Controversy About the Safety of Aspartame
From the time aspartame received FDA approval in 1973, there has been controversy surrounding its safety.
Early Studies Linked Aspartame to Brain Damage
In 1973, Dr. John Olney, M.D. and James Turner, released their findings regarding the toxic effects of aspartame. They found that aspartame could cause brain damage and was dangerous for people with PKU (Phenenlyketonuria), a genetic disease that causes people to be unable to break down phenylalanine.
FDA Ruled That Aspartame Was a Possible Carcinogen
Based on their research in 1981, the FDA created a public board of inquiry composed of various doctors and scientists. The board was tasked with determining if aspartame can lead to brain damage or tumors. The conclusion was that aspartame did not increase the risk of brain or endocrine dysfunction but that it could be carcinogenic.
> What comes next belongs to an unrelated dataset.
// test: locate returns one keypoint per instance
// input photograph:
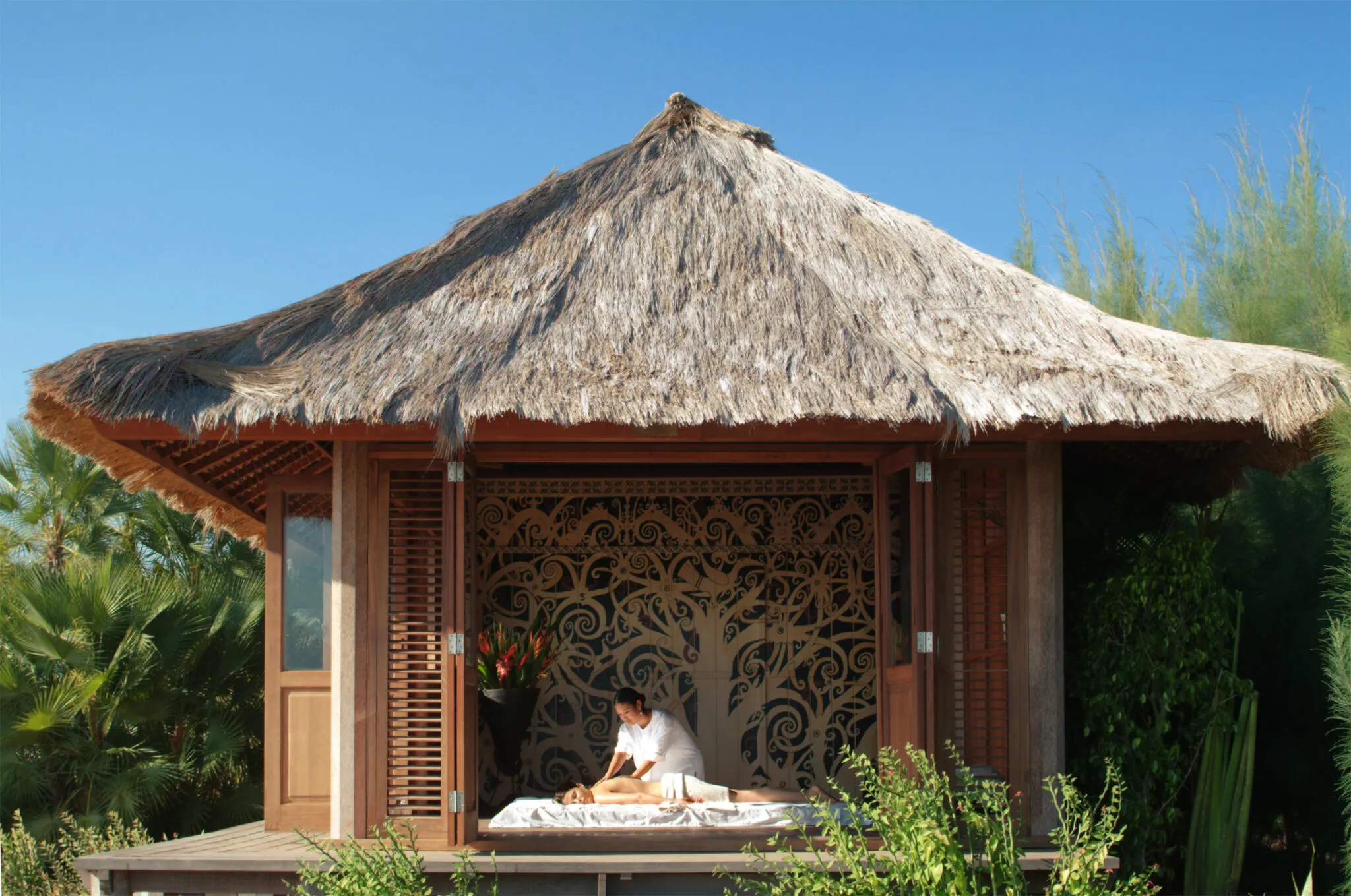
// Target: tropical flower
(515, 659)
FDA Briefly Removed Aspartame from the Market
In addition, the FDA appointed an internal review board, of which half advised the FDA to not approve the substance. Aspartame was de-regulated in 1980 by the board, but in 1981, the FDA Commissioner overruled the board and re-approved the substance for use.
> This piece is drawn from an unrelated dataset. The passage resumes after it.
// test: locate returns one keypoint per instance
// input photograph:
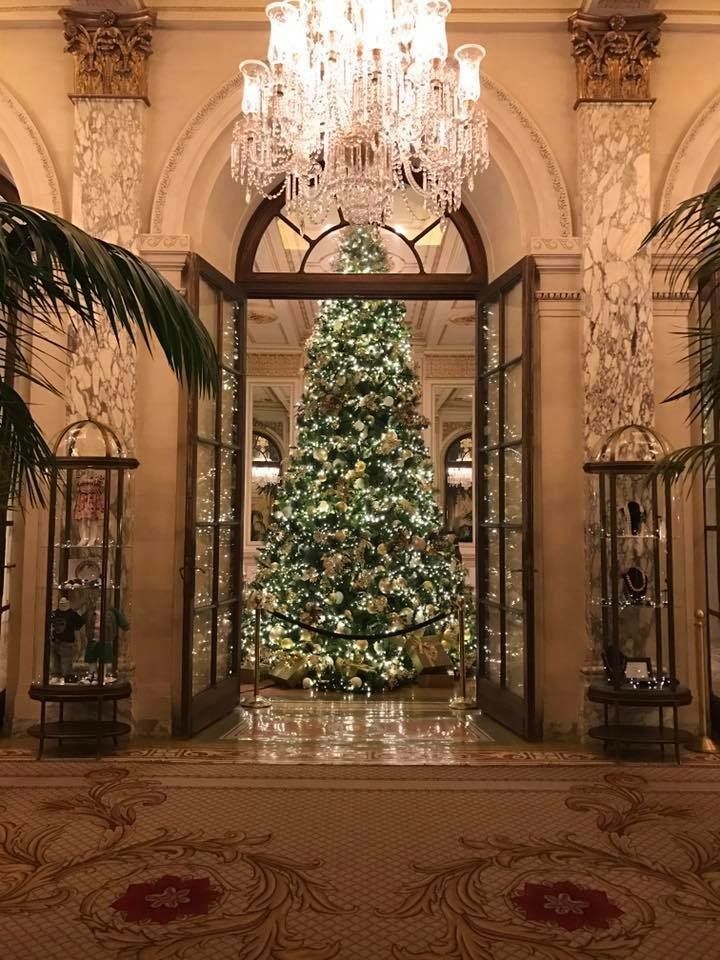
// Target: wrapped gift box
(290, 674)
(429, 657)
Aspartame Is Proven Safe in Studies and Deemed Non-Carcinogenic
Since 1981, almost every governmental regulatory body, along with many other scientific and medical journals, have deemed aspartame to be safe. This includes the FDA, the CDC, and even the European Food Safety Administration (EFSA), which tests food products for safety in the EU.
The American Cancer Society's opinion on the safety of aspartame is that it does not cause cancer and is not linked to health problems.
How Much Aspartame Is Safe?
The FDA set safe human consumption levels at 50 milligrams per kilogram of bodyweight per day. According to the American Cancer Society, the average adult would have to drink more than 21 cans of diet soda a day to exceed this level. The EFSA levels are set a bit lower at 40 milligrams per kilogram of body weight.
Reported Aspartame Health Issues
Despite it's status as a safe substance, many people still feel it's dangerous to ingest this artificial sweetener. Medical doctors and individuals have reported other side effects to the FDA. The most common include the following:
- decreased vision
- endocrine system issues
- allergic reactions
Dangers of Aspartame for People with PKU
Phenylketonuria, or PKU, is a genetic disease whereby your body is unable to break down phenylalanine. Doctors routinely test newborns to determine whether or not they have the disease. Babies with PKU that ingest phenylalanine run the risk of the following:
- irreversible brain damage
- mental retardation
- behavioral problems
If you or someone you know has PKU, aspartame is dangerous for you and should be avoided. Closely monitor everything you eat to avoid ingesting phenylalanine or products containing aspartame.
It's unlikely that the controversy over aspartame will ever go away. Individuals on both sides of the fence are convinced of the validity of their position. Consumers must make their own informed choices based on available literature.